Where Emerald Green Came From
Emerald green is named for the gemstone — beryl coloured by trace chromium and vanadium — which has signified wealth and power for at least six thousand years. Egyptian mines near the Red Sea supplied emeralds to the pharaohs, and Cleopatra famously claimed the region's stones as her own. The deep blue-green became visual shorthand for royalty across cultures precisely because high-saturation cool green was rare and expensive to reproduce in dye or paint.
The color's reputation darkened in the 19th century, when Scheele's Green and Paris Green — brilliant arsenic-based emerald pigments — coloured Victorian wallpaper, dresses, and confectionery while quietly poisoning the people around them. Safer synthetic pigments eventually replaced them.
Emerald's modern status was cemented when Pantone named it the Color of the Year in 2013, framing it as a tone of sophistication and luxury — the same associations the gemstone has carried since antiquity. That long heritage is why emerald still reads as a special-occasion, jewel-box color rather than an everyday neutral, and why it asks for the deliberate, high-contrast styling that the Winter seasons do so well.

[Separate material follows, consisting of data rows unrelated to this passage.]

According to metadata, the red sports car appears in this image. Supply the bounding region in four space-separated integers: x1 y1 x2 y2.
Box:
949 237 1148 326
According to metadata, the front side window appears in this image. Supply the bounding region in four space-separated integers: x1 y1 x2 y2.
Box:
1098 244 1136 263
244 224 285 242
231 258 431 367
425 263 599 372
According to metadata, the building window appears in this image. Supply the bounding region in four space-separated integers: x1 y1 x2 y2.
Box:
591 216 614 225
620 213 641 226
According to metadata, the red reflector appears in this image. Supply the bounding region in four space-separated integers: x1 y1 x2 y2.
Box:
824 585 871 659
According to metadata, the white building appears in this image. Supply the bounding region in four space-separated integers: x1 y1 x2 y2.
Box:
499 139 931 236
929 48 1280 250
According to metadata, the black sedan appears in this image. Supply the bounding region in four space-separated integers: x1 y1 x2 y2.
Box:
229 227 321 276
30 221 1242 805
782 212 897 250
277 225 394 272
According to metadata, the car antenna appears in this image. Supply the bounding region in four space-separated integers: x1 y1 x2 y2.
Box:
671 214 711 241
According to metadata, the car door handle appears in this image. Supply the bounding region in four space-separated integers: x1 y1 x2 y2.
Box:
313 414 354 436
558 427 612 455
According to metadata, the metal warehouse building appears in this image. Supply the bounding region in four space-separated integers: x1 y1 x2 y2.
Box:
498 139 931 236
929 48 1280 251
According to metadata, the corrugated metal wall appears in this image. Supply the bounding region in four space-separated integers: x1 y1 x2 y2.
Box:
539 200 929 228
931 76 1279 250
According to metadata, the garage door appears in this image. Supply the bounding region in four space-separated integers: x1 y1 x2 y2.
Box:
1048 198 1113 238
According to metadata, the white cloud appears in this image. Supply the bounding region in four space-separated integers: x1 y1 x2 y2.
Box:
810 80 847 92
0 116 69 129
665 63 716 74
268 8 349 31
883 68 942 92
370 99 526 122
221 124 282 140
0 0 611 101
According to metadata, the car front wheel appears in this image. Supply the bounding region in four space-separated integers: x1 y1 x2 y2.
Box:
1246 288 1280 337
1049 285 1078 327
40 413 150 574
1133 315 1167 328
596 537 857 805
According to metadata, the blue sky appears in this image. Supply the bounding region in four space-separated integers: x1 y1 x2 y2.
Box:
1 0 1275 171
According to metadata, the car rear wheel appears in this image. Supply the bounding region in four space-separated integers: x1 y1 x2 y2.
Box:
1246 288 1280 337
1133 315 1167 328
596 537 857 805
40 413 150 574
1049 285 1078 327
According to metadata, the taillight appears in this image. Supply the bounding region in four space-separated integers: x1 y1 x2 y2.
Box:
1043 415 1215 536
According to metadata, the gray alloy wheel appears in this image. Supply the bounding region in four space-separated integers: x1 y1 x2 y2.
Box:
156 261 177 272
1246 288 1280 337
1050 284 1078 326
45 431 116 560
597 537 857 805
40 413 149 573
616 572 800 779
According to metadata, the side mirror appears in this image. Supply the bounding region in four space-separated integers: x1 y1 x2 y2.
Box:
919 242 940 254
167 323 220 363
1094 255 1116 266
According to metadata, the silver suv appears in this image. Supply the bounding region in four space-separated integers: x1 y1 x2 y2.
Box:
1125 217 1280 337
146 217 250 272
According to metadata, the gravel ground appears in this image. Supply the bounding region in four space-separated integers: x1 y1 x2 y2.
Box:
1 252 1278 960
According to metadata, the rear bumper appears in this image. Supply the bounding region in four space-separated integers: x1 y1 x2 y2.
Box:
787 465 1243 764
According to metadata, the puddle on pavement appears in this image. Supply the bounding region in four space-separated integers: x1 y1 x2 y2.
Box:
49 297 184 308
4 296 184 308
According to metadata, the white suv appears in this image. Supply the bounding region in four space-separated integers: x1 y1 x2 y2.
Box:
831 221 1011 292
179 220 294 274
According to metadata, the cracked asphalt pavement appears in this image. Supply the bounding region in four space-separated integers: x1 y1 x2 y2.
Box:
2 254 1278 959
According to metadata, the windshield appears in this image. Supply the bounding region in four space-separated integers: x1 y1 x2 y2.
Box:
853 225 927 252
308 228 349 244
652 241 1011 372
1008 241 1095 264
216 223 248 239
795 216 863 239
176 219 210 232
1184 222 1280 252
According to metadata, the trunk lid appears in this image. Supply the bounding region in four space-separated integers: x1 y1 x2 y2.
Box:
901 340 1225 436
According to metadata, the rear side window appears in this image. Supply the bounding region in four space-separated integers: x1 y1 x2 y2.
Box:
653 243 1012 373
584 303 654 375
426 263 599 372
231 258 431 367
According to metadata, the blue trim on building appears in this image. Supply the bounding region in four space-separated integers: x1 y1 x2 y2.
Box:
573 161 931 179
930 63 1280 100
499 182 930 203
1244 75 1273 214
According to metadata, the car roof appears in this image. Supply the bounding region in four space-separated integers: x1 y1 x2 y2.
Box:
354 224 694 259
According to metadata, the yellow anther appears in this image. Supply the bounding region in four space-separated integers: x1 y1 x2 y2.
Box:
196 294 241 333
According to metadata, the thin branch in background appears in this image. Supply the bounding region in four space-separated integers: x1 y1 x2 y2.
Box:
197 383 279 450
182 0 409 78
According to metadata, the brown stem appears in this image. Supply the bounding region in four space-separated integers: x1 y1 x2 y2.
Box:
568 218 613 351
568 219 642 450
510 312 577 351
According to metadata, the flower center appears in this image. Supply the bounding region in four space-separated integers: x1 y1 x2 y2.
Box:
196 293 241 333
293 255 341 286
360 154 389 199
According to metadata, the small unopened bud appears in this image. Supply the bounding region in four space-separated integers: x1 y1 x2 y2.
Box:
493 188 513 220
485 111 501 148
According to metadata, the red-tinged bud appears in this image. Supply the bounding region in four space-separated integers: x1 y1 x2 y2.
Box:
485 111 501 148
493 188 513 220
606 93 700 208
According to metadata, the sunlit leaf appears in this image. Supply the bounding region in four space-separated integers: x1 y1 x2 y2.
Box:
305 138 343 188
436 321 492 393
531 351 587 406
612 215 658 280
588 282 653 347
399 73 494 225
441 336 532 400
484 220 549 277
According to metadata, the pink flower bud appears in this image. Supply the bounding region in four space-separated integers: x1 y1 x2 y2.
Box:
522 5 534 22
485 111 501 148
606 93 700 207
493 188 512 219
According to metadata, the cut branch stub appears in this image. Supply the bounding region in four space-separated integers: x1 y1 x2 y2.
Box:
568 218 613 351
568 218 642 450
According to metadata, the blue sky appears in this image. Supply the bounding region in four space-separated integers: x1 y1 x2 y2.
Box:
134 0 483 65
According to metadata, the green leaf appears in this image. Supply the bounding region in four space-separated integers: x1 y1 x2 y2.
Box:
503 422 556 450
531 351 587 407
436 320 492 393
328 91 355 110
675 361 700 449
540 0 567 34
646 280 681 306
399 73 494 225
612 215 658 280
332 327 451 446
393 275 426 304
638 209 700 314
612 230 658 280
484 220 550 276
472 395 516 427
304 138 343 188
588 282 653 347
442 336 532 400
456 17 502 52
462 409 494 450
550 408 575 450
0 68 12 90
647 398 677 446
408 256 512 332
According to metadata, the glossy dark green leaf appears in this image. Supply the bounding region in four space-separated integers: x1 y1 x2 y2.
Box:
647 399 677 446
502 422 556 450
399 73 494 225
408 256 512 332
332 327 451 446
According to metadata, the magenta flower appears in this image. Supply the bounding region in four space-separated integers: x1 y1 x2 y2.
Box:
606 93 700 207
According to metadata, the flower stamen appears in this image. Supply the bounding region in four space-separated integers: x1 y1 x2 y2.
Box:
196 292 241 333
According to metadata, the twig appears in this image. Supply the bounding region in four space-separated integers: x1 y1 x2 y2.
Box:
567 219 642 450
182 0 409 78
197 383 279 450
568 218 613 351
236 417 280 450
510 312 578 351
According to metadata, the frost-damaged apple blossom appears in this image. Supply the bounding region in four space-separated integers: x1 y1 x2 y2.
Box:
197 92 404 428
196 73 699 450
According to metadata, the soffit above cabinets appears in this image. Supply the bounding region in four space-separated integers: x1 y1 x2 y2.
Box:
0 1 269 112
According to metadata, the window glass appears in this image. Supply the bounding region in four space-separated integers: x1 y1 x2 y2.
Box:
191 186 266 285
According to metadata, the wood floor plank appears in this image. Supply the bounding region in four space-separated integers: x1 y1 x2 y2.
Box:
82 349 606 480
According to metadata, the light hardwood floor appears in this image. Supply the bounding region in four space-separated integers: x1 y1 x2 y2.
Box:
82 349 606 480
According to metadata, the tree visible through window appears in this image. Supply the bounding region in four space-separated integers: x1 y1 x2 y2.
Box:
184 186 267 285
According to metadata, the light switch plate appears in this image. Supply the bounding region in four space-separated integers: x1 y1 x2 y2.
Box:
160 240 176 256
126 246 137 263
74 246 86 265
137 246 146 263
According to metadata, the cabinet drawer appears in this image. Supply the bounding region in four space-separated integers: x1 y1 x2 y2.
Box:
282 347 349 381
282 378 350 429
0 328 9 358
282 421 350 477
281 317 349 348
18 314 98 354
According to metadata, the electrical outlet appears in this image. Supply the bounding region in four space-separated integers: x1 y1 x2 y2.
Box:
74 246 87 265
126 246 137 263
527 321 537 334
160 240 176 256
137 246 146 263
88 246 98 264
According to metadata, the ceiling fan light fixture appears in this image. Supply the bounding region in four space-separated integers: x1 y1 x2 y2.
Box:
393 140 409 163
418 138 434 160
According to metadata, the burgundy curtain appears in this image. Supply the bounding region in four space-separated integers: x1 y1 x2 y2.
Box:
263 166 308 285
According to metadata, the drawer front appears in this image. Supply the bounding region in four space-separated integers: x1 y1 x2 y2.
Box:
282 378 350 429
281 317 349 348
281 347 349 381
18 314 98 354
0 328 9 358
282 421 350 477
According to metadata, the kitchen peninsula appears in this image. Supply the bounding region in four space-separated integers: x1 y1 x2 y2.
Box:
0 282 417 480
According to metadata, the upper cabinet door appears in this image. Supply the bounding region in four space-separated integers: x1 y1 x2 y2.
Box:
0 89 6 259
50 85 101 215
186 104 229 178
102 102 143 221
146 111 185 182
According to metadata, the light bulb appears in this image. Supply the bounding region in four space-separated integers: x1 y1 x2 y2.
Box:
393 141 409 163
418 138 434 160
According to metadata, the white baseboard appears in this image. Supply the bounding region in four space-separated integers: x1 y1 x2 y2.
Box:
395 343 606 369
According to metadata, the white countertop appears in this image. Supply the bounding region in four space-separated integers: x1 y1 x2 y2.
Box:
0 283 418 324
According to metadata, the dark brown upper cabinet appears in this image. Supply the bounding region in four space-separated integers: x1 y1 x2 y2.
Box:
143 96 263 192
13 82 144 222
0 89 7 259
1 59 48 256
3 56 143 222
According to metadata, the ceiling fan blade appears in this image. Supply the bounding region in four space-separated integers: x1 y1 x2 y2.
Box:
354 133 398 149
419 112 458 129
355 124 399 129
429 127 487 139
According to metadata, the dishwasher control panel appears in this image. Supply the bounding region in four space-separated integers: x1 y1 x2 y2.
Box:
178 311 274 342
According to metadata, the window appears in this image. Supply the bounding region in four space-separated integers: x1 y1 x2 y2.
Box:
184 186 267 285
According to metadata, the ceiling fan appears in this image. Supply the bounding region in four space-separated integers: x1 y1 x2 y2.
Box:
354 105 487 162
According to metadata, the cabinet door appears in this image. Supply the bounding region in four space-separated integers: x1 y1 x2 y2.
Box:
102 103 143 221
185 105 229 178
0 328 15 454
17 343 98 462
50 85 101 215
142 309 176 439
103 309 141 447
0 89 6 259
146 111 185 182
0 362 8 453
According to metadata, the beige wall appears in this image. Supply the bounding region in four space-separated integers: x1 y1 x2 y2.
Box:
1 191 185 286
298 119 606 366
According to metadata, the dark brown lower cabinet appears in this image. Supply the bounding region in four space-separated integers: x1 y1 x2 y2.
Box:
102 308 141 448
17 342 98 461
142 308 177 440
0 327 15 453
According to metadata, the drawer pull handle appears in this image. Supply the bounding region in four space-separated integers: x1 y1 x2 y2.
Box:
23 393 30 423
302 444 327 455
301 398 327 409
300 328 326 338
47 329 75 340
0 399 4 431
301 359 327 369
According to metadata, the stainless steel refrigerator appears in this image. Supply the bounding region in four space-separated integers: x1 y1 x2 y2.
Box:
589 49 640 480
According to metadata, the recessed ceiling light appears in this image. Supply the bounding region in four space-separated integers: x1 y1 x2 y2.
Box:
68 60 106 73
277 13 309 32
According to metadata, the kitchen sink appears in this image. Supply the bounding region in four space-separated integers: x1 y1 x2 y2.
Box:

Emerald Green vs. close cousins
vs. Forest Green
#228B22
Forest is warm-neutral and earthy; emerald is cool and jewel-toned. Forest grounds an Autumn outfit in daylight; emerald lights up a Winter one under evening light. Same word, opposite temperatures.
vs. Sage Green
#9CAF88
Sage is the muted, warm, low-chroma opposite of emerald's saturated cool clarity. Sage is a soft-season near-neutral; emerald is a Winter showpiece. Almost nothing about the two is interchangeable.
vs. Olive Green
#808000
Olive carries heavy yellow and medium value — the warm everyday green of True Autumn. Emerald carries blue and full saturation — the cool statement green of Winter. They sit on opposite sides of the temperature axis.
vs. Mint Green
#B8E6C1
Mint is emerald with the depth and saturation pulled almost all the way out — a pale, light-season pastel. Emerald is the deep, saturated maximum. Mint flatters Light Spring; emerald flatters Dark Winter.
Styling Pitfalls with emerald green
Wearing emerald when your undertone is warm and assuming any green works. Cool emerald turns golden-warm skin sallow and tired.
If you are an Autumn, switch to forest or olive — the same green family in a warm temperature that flatters rather than fights your skin.
Pairing emerald with an equally saturated warm bright like marigold or pumpkin orange, creating a restless, vibrating clash.
Ground the saturation with a neutral (ivory, charcoal) or a metallic (gold, silver) so the jewel tone has somewhere to rest.
Using a dusty or greyed 'emerald' and expecting the jewel effect. Muting emerald kills the exact clarity that makes it emerald.
For a softer look choose a genuinely different color — eucalyptus or sage — rather than a muddied emerald that satisfies neither goal.
Matching emerald to a near-identical blue-green teal and hoping they read as one tone. The small hue gap reads as a mistake, not a gradient.
Either commit to a clear monochrome with deliberate value steps, or separate the two greens with a neutral so each keeps its identity.
Colors That Clash with emerald green
Pairings that look fine in theory but fall apart in practice.
Bright Orange
#FF7F00
Two high-saturation near-complementary opposites at war — the pair vibrates and reads like a sports logo rather than a styled outfit.
Warm Rust
#A0522D
Rust's earthy warmth makes cool emerald look artificial, while emerald makes rust look muddy — each color drags the other down.
Olive
#808000
Side by side, the warm yellow-green and the cool blue-green expose each other as 'wrong greens,' reading like a dye mismatch rather than a tonal pairing.
Frequently Asked Questions
Is emerald green warm or cool?+
Emerald green is cool — it carries a distinct blue undertone that distinguishes it from forest or olive.
What season is emerald green for?+
Emerald flatters Dark Winter, True Winter, and Bright Winter because of its saturation and cool undertone.
What colors go best with emerald green?+
Emerald pairs brilliantly with gold, ruby red, navy, and crisp white.